The num_workers setting in the DataLoader is critical for this mechanism. Each worker process maintains its own download queue. If num_workers is set too low, the network bandwidth is underutilized. If set too high, the node saturates its network interface with concurrent requests, causing TCP retransmissions. For a single GPU node with a 10Gbps network, 4 to 8 worker processes is the typical sweet spot.

The sizing tradeoff

The shard size determines the granularity of the caching. A 1GB shard contains roughly 100,000 samples for a standard text dataset. Downloading this shard takes approximately 1 second on a 10Gbps link. Once downloaded, all 100,000 samples can be served from local disk at microsecond latency.

If the shard size is 100MB, the download takes 0.1 seconds. However, the cache fills 10 times faster, requiring more frequent evictions. If the cache limit is smaller than the dataset size, the node must re-download shards that were evicted. This re-download penalty is the primary performance risk.

The cache_limit must be large enough to hold at least 2 to 3 epochs of data if the dataset fits, or enough to hold the working set of the current epoch. For a 1TB dataset, a 100GB cache limit means the node will re-download 90% of the data every epoch. This is acceptable if the network is fast, but it increases the total training time.

Failure modes

The most common failure mode is GPU idle time caused by data starvation. This occurs when the local cache is exhausted and the network cannot keep up with the training speed. The torch.utils.data.DataLoader workers block on the StreamingDataset iterator, waiting for shards to download.

Symptoms include GPU utilization dropping to near zero while the top command shows high network activity. The dmesg logs may show TCP retransmissions if the network interface is saturated. This often happens when the shard size is too small, forcing the workers to open too many concurrent connections.

Another failure mode is disk space exhaustion. If the cache_limit is not set correctly, the StreamingDataset may fill the node’s root partition. This causes the training job to crash with an OSError. The cache_limit must be strictly enforced by the library, but the underlying filesystem must also have enough free space to handle temporary download buffers.

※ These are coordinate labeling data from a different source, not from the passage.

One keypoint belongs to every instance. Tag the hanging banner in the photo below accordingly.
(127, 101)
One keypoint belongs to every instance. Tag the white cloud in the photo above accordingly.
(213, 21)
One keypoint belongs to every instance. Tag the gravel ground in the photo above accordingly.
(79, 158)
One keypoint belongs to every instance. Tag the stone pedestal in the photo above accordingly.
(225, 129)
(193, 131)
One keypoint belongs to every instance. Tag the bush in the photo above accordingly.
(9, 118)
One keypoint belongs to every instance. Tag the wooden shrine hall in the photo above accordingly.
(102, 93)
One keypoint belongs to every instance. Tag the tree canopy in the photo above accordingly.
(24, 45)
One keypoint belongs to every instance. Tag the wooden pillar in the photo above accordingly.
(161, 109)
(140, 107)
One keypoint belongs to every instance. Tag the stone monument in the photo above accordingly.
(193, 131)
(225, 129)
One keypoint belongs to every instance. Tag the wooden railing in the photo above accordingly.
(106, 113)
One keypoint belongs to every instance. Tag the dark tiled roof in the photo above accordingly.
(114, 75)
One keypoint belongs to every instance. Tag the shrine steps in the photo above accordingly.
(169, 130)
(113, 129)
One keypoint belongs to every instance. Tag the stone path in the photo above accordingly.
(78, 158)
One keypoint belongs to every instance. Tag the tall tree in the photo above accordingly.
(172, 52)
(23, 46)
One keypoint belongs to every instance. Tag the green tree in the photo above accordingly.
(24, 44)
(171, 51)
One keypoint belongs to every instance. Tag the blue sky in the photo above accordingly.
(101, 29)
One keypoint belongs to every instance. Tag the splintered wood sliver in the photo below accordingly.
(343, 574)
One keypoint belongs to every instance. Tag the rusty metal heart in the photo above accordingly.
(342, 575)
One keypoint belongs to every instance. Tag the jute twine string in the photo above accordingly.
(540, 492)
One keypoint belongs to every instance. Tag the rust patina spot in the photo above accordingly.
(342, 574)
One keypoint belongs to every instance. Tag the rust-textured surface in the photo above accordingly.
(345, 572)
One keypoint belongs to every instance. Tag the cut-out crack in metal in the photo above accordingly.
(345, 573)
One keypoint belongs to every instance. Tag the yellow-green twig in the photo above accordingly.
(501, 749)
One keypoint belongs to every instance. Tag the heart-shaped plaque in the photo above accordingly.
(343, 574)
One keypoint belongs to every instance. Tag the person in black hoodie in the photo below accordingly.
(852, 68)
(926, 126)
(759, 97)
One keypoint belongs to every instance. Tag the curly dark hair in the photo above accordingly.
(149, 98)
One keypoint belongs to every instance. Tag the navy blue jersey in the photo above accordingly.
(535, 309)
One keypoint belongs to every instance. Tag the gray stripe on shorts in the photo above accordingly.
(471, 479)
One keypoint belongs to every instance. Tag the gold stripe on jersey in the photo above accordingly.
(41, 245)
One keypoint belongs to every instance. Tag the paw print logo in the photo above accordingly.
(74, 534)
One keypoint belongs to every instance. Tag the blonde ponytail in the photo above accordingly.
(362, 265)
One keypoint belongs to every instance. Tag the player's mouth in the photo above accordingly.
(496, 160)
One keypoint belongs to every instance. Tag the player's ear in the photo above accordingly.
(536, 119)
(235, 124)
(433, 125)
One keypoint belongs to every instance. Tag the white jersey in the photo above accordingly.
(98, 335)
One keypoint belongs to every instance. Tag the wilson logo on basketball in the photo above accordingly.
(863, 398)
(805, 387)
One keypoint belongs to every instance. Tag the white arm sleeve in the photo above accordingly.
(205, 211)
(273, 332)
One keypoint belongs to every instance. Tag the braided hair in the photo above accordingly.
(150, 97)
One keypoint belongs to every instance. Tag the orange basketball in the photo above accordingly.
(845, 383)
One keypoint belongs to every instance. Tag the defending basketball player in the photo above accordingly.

Network saturation is a third failure mode. If the training cluster has 100 nodes, each downloading 10 shards per epoch, the aggregate traffic can exceed the cluster’s ingress bandwidth. This is managed by configuring the object storage rate limits or by staggering the shard downloads across workers.

Decision frame

The question the next time a training job stalls on data loading is not “is the network fast enough.” It is “is the shard size large enough to amortize HTTP overhead but small enough to fit in the local cache.” The shard size is the lever that controls the tradeoff between network request latency and local cache eviction. If the GPU utilization is low and the network is saturated, increase the shard size. If the disk fills up or shards are re-downloaded every epoch, increase the cache_limit.